Area of square=side\[ \times \]side

Complete step by step solution:
 In the velocity-time graph of a body as shown in the figure, the x-axis represents time in the second and the y-axis represents velocity in m/s.
Let from 0 s to 1 s area is \[{A_1}\], Area of square=side\[ \times \]side=\[1 \times 1\]
from 1 s to 2 s area is \[{A_2}\], Area of triangle=\[\dfrac{1}{2} \times b \times h\]
from 2 s to 3 s area is \[{A_3}\], Area of triangle=\[\dfrac{1}{2} \times b \times h\]
from 3 s to 4 s area is \[{A_4}\], Area of square=side\[ \times \]side=\[1 \times 1\]
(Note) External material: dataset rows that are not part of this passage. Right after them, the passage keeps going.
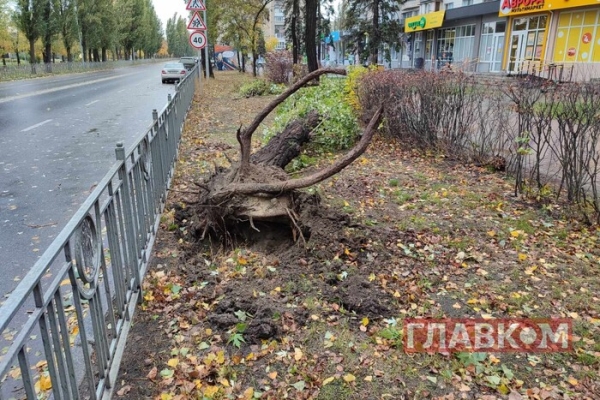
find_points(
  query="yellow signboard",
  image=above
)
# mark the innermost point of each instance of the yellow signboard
(424, 22)
(519, 7)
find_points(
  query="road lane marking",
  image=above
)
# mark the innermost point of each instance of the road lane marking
(75, 85)
(36, 125)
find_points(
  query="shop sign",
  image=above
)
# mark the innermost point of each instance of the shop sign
(518, 7)
(425, 21)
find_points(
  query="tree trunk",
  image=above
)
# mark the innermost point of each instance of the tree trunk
(32, 59)
(376, 39)
(310, 33)
(287, 144)
(295, 41)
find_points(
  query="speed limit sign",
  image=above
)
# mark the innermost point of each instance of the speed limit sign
(198, 39)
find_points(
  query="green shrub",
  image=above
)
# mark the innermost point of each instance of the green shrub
(338, 129)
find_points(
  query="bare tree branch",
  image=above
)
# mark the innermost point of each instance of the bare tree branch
(284, 186)
(244, 136)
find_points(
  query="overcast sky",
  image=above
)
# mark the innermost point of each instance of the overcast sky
(166, 8)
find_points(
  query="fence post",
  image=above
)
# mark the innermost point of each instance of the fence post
(129, 217)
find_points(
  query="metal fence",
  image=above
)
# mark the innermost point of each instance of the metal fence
(63, 329)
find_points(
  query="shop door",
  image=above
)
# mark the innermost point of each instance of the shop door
(497, 52)
(517, 52)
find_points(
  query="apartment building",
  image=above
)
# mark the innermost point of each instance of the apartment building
(275, 26)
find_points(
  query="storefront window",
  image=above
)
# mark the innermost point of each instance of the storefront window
(455, 44)
(577, 37)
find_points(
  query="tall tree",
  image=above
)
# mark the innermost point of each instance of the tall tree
(69, 29)
(246, 17)
(50, 27)
(310, 34)
(27, 16)
(372, 24)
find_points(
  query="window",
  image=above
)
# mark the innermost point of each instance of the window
(455, 44)
(577, 33)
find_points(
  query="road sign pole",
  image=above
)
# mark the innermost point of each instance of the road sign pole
(206, 47)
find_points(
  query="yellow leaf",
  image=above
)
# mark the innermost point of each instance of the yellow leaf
(221, 357)
(210, 391)
(530, 270)
(573, 381)
(224, 382)
(45, 382)
(173, 362)
(248, 393)
(494, 359)
(328, 380)
(298, 354)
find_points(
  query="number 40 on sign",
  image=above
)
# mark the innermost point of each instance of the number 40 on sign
(198, 39)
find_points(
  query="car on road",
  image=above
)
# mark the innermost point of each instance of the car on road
(189, 62)
(172, 72)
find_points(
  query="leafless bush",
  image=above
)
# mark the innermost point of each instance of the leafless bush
(575, 145)
(491, 134)
(423, 109)
(540, 131)
(279, 66)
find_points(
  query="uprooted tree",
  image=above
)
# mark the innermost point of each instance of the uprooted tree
(256, 188)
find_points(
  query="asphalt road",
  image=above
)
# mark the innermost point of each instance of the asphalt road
(57, 140)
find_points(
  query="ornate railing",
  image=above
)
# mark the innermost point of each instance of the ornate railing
(63, 329)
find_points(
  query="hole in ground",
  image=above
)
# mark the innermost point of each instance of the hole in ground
(273, 236)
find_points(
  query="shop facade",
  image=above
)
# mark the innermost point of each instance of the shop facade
(471, 38)
(555, 39)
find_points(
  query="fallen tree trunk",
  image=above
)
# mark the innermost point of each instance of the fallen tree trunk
(287, 145)
(258, 189)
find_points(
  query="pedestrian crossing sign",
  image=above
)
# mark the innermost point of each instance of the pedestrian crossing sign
(196, 23)
(195, 5)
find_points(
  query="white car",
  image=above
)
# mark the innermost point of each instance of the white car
(173, 71)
from 4 s to 5 s area is \[{A_5}\], Area of square=side\[ \times \]side=\[ - (1 \times 1)\] , Here the negative sign shows time axis is the negative so velocity is in negative direction.
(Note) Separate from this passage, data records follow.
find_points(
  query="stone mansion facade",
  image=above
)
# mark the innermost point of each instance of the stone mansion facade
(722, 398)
As we know the area enclosed in the velocity-time graph is equal to the displacement. Now the displacement (d) covered by the body in 5 s is calculated as,
Displacement,
\[d = {A_1} + {A_2} + {A_3} + {A_4} + {A_5}\]
\[\Rightarrow d = (1 \times 1) + \left( {\dfrac{1}{2} \times 1 \times 1} \right) + \left( {\dfrac{1}{2} \times 1 \times 1} \right) + (1 \times 1) - (1 \times 1)\]
$\therefore d= 2\,m$
Therefore, the displacement covered by the body in 5 s is 2 m.
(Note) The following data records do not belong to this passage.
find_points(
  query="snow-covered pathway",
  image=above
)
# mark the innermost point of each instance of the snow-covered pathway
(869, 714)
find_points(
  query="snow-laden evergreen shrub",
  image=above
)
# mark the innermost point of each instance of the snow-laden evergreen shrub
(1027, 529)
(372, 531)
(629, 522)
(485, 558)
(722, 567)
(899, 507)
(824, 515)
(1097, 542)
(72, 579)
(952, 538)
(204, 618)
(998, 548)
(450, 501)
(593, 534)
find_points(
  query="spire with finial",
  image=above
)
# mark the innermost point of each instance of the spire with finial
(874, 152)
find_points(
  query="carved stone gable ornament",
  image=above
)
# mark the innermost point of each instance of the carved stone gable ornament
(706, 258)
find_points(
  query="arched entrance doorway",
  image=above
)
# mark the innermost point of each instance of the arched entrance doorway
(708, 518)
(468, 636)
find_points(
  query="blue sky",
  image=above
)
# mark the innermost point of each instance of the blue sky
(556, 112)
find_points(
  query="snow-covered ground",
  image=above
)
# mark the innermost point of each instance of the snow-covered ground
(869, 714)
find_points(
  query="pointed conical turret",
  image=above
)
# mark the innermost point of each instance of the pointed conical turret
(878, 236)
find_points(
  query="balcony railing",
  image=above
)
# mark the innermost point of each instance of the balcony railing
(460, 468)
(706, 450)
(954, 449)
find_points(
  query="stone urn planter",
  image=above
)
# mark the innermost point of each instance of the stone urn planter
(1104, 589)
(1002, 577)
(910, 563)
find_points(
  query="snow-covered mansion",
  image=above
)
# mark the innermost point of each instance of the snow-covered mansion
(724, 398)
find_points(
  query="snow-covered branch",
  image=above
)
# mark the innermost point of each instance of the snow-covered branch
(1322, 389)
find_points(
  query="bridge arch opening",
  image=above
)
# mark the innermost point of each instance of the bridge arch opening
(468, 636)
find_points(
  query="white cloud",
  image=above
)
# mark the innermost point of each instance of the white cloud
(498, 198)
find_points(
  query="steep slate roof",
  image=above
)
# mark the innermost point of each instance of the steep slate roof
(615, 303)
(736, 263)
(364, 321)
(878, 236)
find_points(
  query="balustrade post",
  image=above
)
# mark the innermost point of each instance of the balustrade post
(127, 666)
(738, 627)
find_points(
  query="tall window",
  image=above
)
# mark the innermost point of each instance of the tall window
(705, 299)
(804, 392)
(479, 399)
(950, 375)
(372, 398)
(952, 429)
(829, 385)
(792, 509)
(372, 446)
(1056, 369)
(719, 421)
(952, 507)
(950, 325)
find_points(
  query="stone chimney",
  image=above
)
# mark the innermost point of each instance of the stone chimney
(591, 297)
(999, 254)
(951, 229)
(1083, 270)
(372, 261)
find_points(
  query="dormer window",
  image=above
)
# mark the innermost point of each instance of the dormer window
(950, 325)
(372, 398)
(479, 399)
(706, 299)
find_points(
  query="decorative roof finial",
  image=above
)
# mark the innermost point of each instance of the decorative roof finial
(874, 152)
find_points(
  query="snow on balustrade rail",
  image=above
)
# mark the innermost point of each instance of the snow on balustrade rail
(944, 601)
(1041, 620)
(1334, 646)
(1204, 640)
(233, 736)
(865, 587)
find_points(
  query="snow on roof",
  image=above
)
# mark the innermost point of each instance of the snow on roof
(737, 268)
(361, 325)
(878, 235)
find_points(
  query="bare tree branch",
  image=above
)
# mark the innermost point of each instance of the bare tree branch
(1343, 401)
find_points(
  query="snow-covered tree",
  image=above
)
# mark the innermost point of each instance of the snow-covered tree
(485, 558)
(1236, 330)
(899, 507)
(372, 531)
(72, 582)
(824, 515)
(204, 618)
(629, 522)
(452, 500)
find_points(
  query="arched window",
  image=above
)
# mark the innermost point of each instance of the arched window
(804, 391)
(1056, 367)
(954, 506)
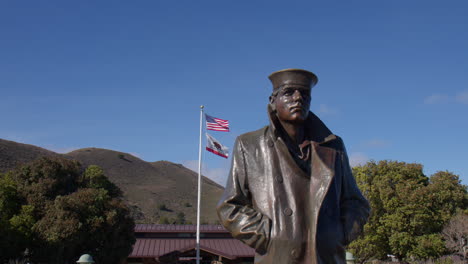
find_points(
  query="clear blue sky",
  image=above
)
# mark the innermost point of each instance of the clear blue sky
(131, 75)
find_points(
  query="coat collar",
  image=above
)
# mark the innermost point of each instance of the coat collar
(316, 130)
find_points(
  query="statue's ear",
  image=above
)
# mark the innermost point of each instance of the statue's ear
(272, 102)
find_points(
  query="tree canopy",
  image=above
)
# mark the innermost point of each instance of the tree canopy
(55, 211)
(409, 210)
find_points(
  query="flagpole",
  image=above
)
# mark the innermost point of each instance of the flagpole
(199, 185)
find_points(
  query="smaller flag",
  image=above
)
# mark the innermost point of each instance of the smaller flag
(216, 124)
(213, 146)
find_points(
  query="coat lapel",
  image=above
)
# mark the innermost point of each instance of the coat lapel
(323, 170)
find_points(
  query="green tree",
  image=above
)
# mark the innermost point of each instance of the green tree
(408, 210)
(57, 212)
Hence option A is the correct answer.

Note:A velocity-time graph can show the speed as well as direction an object can travel within a definite period of time. Velocity-time graphs are also known as speed-time graphs. The y-axis of a velocity-time graph represents the velocity of the object and the x-axis represents the time of the object.